How do I store leftover One-Pot Lemon Herb Chicken & Vegetable Stew?

Cool to room temperature within 2 hours, then store in an airtight container in the fridge for up to 4 days. Reheat covered in a 350°F oven for 10-12 minutes, or microwave at 70% power in 60-second bursts to keep olive oil from drying out.

Can I substitute ingredients in One-Pot Lemon Herb Chicken & Vegetable Stew?

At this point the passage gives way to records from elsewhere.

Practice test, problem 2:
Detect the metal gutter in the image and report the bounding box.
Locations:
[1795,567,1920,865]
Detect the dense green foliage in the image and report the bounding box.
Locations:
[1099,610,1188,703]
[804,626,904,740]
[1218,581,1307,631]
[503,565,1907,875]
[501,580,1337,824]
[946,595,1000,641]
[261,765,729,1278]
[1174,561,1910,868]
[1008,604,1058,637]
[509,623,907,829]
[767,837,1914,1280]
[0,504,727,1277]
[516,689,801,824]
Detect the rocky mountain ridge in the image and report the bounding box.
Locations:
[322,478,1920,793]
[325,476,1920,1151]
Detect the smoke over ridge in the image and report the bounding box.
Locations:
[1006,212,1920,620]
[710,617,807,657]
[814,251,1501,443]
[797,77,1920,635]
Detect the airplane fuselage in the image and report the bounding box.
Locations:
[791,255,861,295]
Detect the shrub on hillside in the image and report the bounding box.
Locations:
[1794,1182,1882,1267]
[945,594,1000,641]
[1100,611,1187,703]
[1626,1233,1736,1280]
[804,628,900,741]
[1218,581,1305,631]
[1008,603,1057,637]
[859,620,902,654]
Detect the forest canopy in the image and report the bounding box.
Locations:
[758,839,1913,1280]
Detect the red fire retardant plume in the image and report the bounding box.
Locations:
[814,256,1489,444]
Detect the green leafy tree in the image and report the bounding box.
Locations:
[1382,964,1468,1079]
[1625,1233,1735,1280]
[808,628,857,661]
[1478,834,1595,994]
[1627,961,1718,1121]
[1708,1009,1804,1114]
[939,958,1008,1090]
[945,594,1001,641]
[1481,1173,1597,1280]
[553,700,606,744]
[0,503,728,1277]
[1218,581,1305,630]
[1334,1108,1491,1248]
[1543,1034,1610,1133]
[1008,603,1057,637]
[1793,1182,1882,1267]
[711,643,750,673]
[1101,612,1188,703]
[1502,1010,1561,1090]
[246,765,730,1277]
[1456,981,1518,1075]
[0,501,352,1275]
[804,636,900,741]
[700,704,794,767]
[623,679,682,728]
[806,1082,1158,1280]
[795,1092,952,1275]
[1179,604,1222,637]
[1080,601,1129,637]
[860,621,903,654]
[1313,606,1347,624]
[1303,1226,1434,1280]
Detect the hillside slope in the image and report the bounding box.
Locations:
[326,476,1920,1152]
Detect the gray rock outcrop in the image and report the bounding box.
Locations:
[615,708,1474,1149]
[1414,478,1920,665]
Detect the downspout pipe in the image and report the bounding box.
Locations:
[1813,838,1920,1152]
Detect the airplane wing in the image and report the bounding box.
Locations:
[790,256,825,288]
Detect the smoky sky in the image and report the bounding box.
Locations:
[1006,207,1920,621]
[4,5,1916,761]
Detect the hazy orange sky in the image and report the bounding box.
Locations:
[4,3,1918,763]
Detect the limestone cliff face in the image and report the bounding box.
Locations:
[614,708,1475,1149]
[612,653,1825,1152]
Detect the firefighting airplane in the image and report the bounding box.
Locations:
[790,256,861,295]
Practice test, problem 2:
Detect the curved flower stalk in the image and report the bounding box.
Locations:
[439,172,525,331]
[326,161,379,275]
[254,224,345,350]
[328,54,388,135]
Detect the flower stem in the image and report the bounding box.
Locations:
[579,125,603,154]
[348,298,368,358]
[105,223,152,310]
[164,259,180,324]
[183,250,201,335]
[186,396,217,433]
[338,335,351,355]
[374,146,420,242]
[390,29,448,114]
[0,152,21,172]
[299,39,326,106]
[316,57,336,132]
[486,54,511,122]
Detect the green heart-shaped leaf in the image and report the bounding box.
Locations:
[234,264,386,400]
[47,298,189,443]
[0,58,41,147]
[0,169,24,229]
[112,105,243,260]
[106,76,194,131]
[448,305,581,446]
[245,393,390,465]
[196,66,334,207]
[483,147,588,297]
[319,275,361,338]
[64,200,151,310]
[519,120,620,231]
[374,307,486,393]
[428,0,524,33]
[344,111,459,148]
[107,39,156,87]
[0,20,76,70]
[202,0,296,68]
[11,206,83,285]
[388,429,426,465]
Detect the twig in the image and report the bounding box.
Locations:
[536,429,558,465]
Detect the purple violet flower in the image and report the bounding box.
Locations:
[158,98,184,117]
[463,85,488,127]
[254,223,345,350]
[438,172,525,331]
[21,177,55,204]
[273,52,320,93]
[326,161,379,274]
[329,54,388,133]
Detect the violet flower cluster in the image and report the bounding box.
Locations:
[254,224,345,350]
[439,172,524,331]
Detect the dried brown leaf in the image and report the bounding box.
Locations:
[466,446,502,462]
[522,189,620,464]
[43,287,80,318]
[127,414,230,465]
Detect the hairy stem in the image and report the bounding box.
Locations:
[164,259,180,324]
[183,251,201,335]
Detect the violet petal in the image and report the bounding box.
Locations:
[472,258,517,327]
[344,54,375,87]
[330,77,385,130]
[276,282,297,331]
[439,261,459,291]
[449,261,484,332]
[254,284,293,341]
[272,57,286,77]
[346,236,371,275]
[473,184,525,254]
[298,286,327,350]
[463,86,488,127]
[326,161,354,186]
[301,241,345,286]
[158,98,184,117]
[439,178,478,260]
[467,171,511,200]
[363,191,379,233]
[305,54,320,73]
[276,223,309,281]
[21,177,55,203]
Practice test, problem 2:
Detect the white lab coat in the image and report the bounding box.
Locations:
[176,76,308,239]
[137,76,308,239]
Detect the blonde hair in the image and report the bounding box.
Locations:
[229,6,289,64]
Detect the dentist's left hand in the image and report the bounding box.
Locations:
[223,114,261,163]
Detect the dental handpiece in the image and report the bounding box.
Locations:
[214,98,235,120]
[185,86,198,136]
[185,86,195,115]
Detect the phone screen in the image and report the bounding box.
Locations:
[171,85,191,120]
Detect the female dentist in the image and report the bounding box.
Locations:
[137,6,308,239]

Yes — most ingredients in this recipe have flexible swaps. For oil, use any neutral high-smoke-point oil (avocado, grapeseed, refined coconut). For aromatics, dried herbs at ⅓ the volume of fresh work in a pinch. The full ingredient list is shoppable on Instacart so you can see substitutes in real time.

How do I scale One-Pot Lemon Herb Chicken & Vegetable Stew for a different number of people?

The recipe is written for 6 servings. Multiply each ingredient by (your serving target / 6). Cook time stays roughly the same up to 2x; for 3-4x batches, switch from a skillet to a sheet pan or stockpot so the food isn't crowded — overcrowding steams instead of browns.

What goes well with One-Pot Lemon Herb Chicken & Vegetable Stew?

American one pot like this pair well with a simple grain (rice, couscous, or crusty bread), a quick salad with acid (lemon vinaigrette, pickled onions), and a pan sauce or yogurt-based dip. Tap "Plan a meal with the AI" to get specific side suggestions.